Ich kann es immer noch nicht glauben, dass 6 Wochen Ferien zu Ende sind.
In einer halben Stunde kommt Lizzy aus dem Urlaub und wir sehen uns wieder.
Dass sie den Sommer nicht mit mir verbringen konnte, ist schade. Wir hatten uns so sehr darauf gefreut und Pläne geschmiedet.
Wer weiß, wie die Wochen geworden wären, wenn sie da gewesen wäre.
Wäre dann alles anders gekommen oder sollte es so geschehen?
Hätte, wäre, wenn...

Mit einem flauen Magen liege ich auf dem Dach eines verlassenen Hauses, welches unser Treffpunkt ist. Vor ein paar Jahren haben wir diesen Platz gefunden. Ein kleines Häuschen, mutterseelenalleine auf einer Wiese, versteckt in einem Wäldchen am See.
Bisher sind wir hier noch nie auf andere gestoßen. Es scheint, als kennen niemand sonst diesen Ort.
Das Häuschen, welches ein altes Bootshaus ist, steht ebenfalls leer. Ein Beweis dafür, dass der Ort verlassen ist.

Ich höre Lizzy schon von Weitem. Leise sein ist nicht gerade eine ihrer Stärken. Das Gras ist über den Sommer hinweg gewachsen.
"Hey Süße!", sagt sie und benutzt die kleine Leiter, die am Haus gelehnt steht, um zu mir auf das Dach zu gelangen.
"Hey ", gebe ich zurück. Wirklich glücklich darüber sie zu sehen, höre ich mich nicht an.
"Hab dich vermisst.", sagt sie und zieht mich in eine Umarmung, welche ich mehr gezwungen als freiwillig erwiderte. Das scheint sie aber nicht zu bemerken. Warum ich mich nicht freue? Vor 6 Wochen konnte ich es kaum erwarten sie wiederzusehen, konnte mir nicht einmal vorstellen, wie es sein wird ohne sie und jetzt, jetzt ist alles anders. Meine Freude ist wie weggeblasen. Insgeheim hoffe ich noch immer, dass sie morgen wieder fährt. Ohne sie, wäre alles viel leichter, besser. 
Ich habe mich verändert. Besser gesagt, der Sommer hat mich verändert. Nie gedacht, dass das geschehen wird. Aber so ist es nun mal.

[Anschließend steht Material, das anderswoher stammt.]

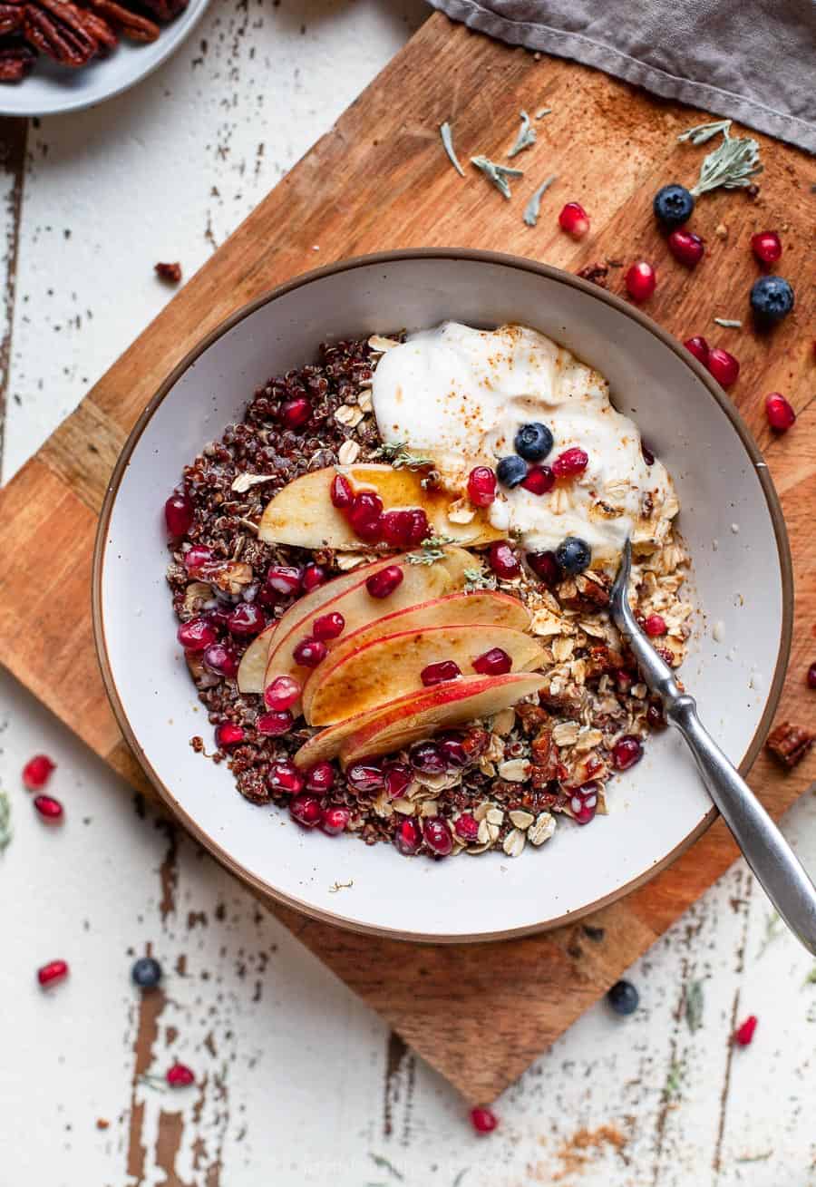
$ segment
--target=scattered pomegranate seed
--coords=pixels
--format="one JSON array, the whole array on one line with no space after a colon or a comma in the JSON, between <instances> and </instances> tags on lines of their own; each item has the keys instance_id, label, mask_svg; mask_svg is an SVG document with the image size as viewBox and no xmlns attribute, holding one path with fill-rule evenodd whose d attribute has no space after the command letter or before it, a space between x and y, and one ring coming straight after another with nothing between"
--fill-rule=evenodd
<instances>
[{"instance_id":1,"label":"scattered pomegranate seed","mask_svg":"<svg viewBox=\"0 0 816 1187\"><path fill-rule=\"evenodd\" d=\"M696 268L703 258L706 245L690 230L672 230L669 235L669 250L675 260L689 268Z\"/></svg>"},{"instance_id":2,"label":"scattered pomegranate seed","mask_svg":"<svg viewBox=\"0 0 816 1187\"><path fill-rule=\"evenodd\" d=\"M355 494L351 483L344 474L336 474L331 484L331 501L339 510L351 507Z\"/></svg>"},{"instance_id":3,"label":"scattered pomegranate seed","mask_svg":"<svg viewBox=\"0 0 816 1187\"><path fill-rule=\"evenodd\" d=\"M325 660L327 650L320 639L301 639L292 652L292 659L301 667L317 667Z\"/></svg>"},{"instance_id":4,"label":"scattered pomegranate seed","mask_svg":"<svg viewBox=\"0 0 816 1187\"><path fill-rule=\"evenodd\" d=\"M477 1134L492 1134L498 1125L498 1117L492 1109L471 1109L471 1125Z\"/></svg>"},{"instance_id":5,"label":"scattered pomegranate seed","mask_svg":"<svg viewBox=\"0 0 816 1187\"><path fill-rule=\"evenodd\" d=\"M288 709L273 710L270 713L261 713L255 722L255 729L257 732L269 738L276 738L282 734L288 734L293 725L294 717Z\"/></svg>"},{"instance_id":6,"label":"scattered pomegranate seed","mask_svg":"<svg viewBox=\"0 0 816 1187\"><path fill-rule=\"evenodd\" d=\"M420 672L420 680L426 686L426 688L432 687L434 684L445 684L446 680L458 680L461 675L461 668L453 660L440 660L439 664L428 664Z\"/></svg>"},{"instance_id":7,"label":"scattered pomegranate seed","mask_svg":"<svg viewBox=\"0 0 816 1187\"><path fill-rule=\"evenodd\" d=\"M712 347L708 351L708 362L706 366L721 387L731 387L732 383L737 382L739 363L727 350L722 350L720 347Z\"/></svg>"},{"instance_id":8,"label":"scattered pomegranate seed","mask_svg":"<svg viewBox=\"0 0 816 1187\"><path fill-rule=\"evenodd\" d=\"M191 618L190 622L181 623L176 637L185 652L203 652L215 643L218 634L206 618Z\"/></svg>"},{"instance_id":9,"label":"scattered pomegranate seed","mask_svg":"<svg viewBox=\"0 0 816 1187\"><path fill-rule=\"evenodd\" d=\"M273 762L272 767L269 767L267 785L274 792L289 792L292 795L297 795L298 792L302 792L304 789L304 776L293 762L281 760L280 762Z\"/></svg>"},{"instance_id":10,"label":"scattered pomegranate seed","mask_svg":"<svg viewBox=\"0 0 816 1187\"><path fill-rule=\"evenodd\" d=\"M334 768L330 762L319 762L306 775L306 787L310 792L330 792L334 786Z\"/></svg>"},{"instance_id":11,"label":"scattered pomegranate seed","mask_svg":"<svg viewBox=\"0 0 816 1187\"><path fill-rule=\"evenodd\" d=\"M453 837L447 820L428 817L422 824L422 840L438 857L447 857L453 849Z\"/></svg>"},{"instance_id":12,"label":"scattered pomegranate seed","mask_svg":"<svg viewBox=\"0 0 816 1187\"><path fill-rule=\"evenodd\" d=\"M23 786L27 792L39 792L51 777L51 772L56 769L56 763L51 762L47 755L36 754L28 758L23 768Z\"/></svg>"},{"instance_id":13,"label":"scattered pomegranate seed","mask_svg":"<svg viewBox=\"0 0 816 1187\"><path fill-rule=\"evenodd\" d=\"M327 837L337 837L339 833L345 832L349 820L351 820L351 812L343 807L342 804L327 804L323 810L320 830Z\"/></svg>"},{"instance_id":14,"label":"scattered pomegranate seed","mask_svg":"<svg viewBox=\"0 0 816 1187\"><path fill-rule=\"evenodd\" d=\"M568 202L559 215L559 227L573 239L584 239L589 230L589 216L578 202Z\"/></svg>"},{"instance_id":15,"label":"scattered pomegranate seed","mask_svg":"<svg viewBox=\"0 0 816 1187\"><path fill-rule=\"evenodd\" d=\"M643 745L633 734L625 734L612 748L612 762L616 770L629 770L643 757Z\"/></svg>"},{"instance_id":16,"label":"scattered pomegranate seed","mask_svg":"<svg viewBox=\"0 0 816 1187\"><path fill-rule=\"evenodd\" d=\"M765 396L765 415L771 429L778 433L786 432L796 423L796 413L779 392Z\"/></svg>"},{"instance_id":17,"label":"scattered pomegranate seed","mask_svg":"<svg viewBox=\"0 0 816 1187\"><path fill-rule=\"evenodd\" d=\"M503 580L518 577L522 571L521 561L506 540L495 540L491 544L487 564Z\"/></svg>"},{"instance_id":18,"label":"scattered pomegranate seed","mask_svg":"<svg viewBox=\"0 0 816 1187\"><path fill-rule=\"evenodd\" d=\"M750 1014L745 1022L734 1030L734 1042L740 1047L747 1047L757 1029L757 1015Z\"/></svg>"},{"instance_id":19,"label":"scattered pomegranate seed","mask_svg":"<svg viewBox=\"0 0 816 1187\"><path fill-rule=\"evenodd\" d=\"M34 807L45 820L60 820L63 806L52 795L36 795Z\"/></svg>"},{"instance_id":20,"label":"scattered pomegranate seed","mask_svg":"<svg viewBox=\"0 0 816 1187\"><path fill-rule=\"evenodd\" d=\"M289 800L289 814L301 824L304 829L314 829L323 819L323 808L317 795L308 795L300 792Z\"/></svg>"},{"instance_id":21,"label":"scattered pomegranate seed","mask_svg":"<svg viewBox=\"0 0 816 1187\"><path fill-rule=\"evenodd\" d=\"M227 643L210 643L210 646L204 649L204 655L202 658L210 671L216 672L218 675L227 677L227 679L231 680L238 674L238 665L241 660Z\"/></svg>"},{"instance_id":22,"label":"scattered pomegranate seed","mask_svg":"<svg viewBox=\"0 0 816 1187\"><path fill-rule=\"evenodd\" d=\"M238 745L244 740L243 726L234 725L232 722L222 722L216 729L216 745L219 750L227 750L231 745Z\"/></svg>"},{"instance_id":23,"label":"scattered pomegranate seed","mask_svg":"<svg viewBox=\"0 0 816 1187\"><path fill-rule=\"evenodd\" d=\"M490 507L496 499L496 474L489 465L477 465L467 476L467 497L474 507Z\"/></svg>"},{"instance_id":24,"label":"scattered pomegranate seed","mask_svg":"<svg viewBox=\"0 0 816 1187\"><path fill-rule=\"evenodd\" d=\"M776 264L782 256L782 240L774 230L760 230L752 235L751 248L760 264Z\"/></svg>"},{"instance_id":25,"label":"scattered pomegranate seed","mask_svg":"<svg viewBox=\"0 0 816 1187\"><path fill-rule=\"evenodd\" d=\"M176 491L165 503L165 523L171 535L186 535L192 527L192 500Z\"/></svg>"},{"instance_id":26,"label":"scattered pomegranate seed","mask_svg":"<svg viewBox=\"0 0 816 1187\"><path fill-rule=\"evenodd\" d=\"M626 273L626 292L638 304L649 300L656 287L657 273L645 260L638 260Z\"/></svg>"},{"instance_id":27,"label":"scattered pomegranate seed","mask_svg":"<svg viewBox=\"0 0 816 1187\"><path fill-rule=\"evenodd\" d=\"M566 449L553 462L553 474L556 478L572 478L582 474L589 464L589 456L582 449Z\"/></svg>"},{"instance_id":28,"label":"scattered pomegranate seed","mask_svg":"<svg viewBox=\"0 0 816 1187\"><path fill-rule=\"evenodd\" d=\"M531 465L521 485L533 495L546 495L555 485L555 474L549 465Z\"/></svg>"},{"instance_id":29,"label":"scattered pomegranate seed","mask_svg":"<svg viewBox=\"0 0 816 1187\"><path fill-rule=\"evenodd\" d=\"M43 988L57 985L60 980L65 980L66 977L68 961L65 960L49 960L46 965L37 970L37 980Z\"/></svg>"},{"instance_id":30,"label":"scattered pomegranate seed","mask_svg":"<svg viewBox=\"0 0 816 1187\"><path fill-rule=\"evenodd\" d=\"M308 400L298 396L297 400L287 400L281 406L281 420L287 429L300 429L312 415L312 405Z\"/></svg>"},{"instance_id":31,"label":"scattered pomegranate seed","mask_svg":"<svg viewBox=\"0 0 816 1187\"><path fill-rule=\"evenodd\" d=\"M189 1088L196 1083L196 1077L184 1064L173 1064L165 1072L165 1079L171 1088Z\"/></svg>"},{"instance_id":32,"label":"scattered pomegranate seed","mask_svg":"<svg viewBox=\"0 0 816 1187\"><path fill-rule=\"evenodd\" d=\"M397 585L402 584L403 576L399 565L387 565L378 573L371 573L365 582L365 589L371 597L388 597Z\"/></svg>"},{"instance_id":33,"label":"scattered pomegranate seed","mask_svg":"<svg viewBox=\"0 0 816 1187\"><path fill-rule=\"evenodd\" d=\"M695 334L693 338L687 338L683 345L690 355L694 355L697 362L701 362L703 367L708 367L709 347L702 335Z\"/></svg>"},{"instance_id":34,"label":"scattered pomegranate seed","mask_svg":"<svg viewBox=\"0 0 816 1187\"><path fill-rule=\"evenodd\" d=\"M472 666L479 675L504 675L512 667L512 660L501 647L491 647L489 652L477 655Z\"/></svg>"},{"instance_id":35,"label":"scattered pomegranate seed","mask_svg":"<svg viewBox=\"0 0 816 1187\"><path fill-rule=\"evenodd\" d=\"M412 857L420 848L422 834L415 820L400 820L394 833L394 848L403 857Z\"/></svg>"}]
</instances>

"Erzähl, wie war es in Italien?", fordere ich sie auf.
"Oh mein Gott, es war unglaublich..", beginnt sie zu erzählen. Während sie von ihrem Urlaub berichtet, höre ich mit halben Ohr hin. Unfreundlich? Respektlos? Tut mir leid, aber ich habe ihr die Frage aus reiner Höflichkeit gestellt. In Wahrheit interessiert es mich nicht. Ich kann mir schließlich genau vorstellen, wie ihr Urlaub war. Wörter wie Shoppen, Party und Jungs fielen. Was habe ich gesagt. Ich kenne sie eben. Oder zumindestens ein Teil von ihr. Ich dachte, ich weiß alles über sie. Doch dieser Sommer hat mir das genaue Gegenteil bewiesen. Er hat mir gezeigt, dass man nie alles von einer Person kennt. Die Menschen zeigen einem nur so viel, wie sie von sich preisgegeben wollen. Sie bestimmen, was du sehen darfst. Alles andere behalten sie für sich. Aber eines Tages, kommt jedes noch so kleine Detail ans Licht.

"Victoria?!", es scheint als rufe sie nicht zum ersten mal meinen Namen, denn sonst nennt sie mich Tori. Tori, ihre kleine Freundin, die alles für sie tun würde. Die nichts dagegen hatte, in ihrem Schatten zustehen. 
"Ehm ja?", fragte ich.
"Hörst du mir eigentlich zu?", fragt sie vorwurfsvoll und zieht ihre Stirn in Falten.
"Ja klar .", antworte ich mit der halben Wahrheit.
"Ach ja? und was habe ich zuletzt gesagt?", spöttisch hebt sie eine Augenbraue und schaut mich an.
Wie ich diesen Gesichtsausdruck hasse..schlimmer noch als die in Falten gelegte Stirn. Denn es sprießt nur so vor Ignoranz.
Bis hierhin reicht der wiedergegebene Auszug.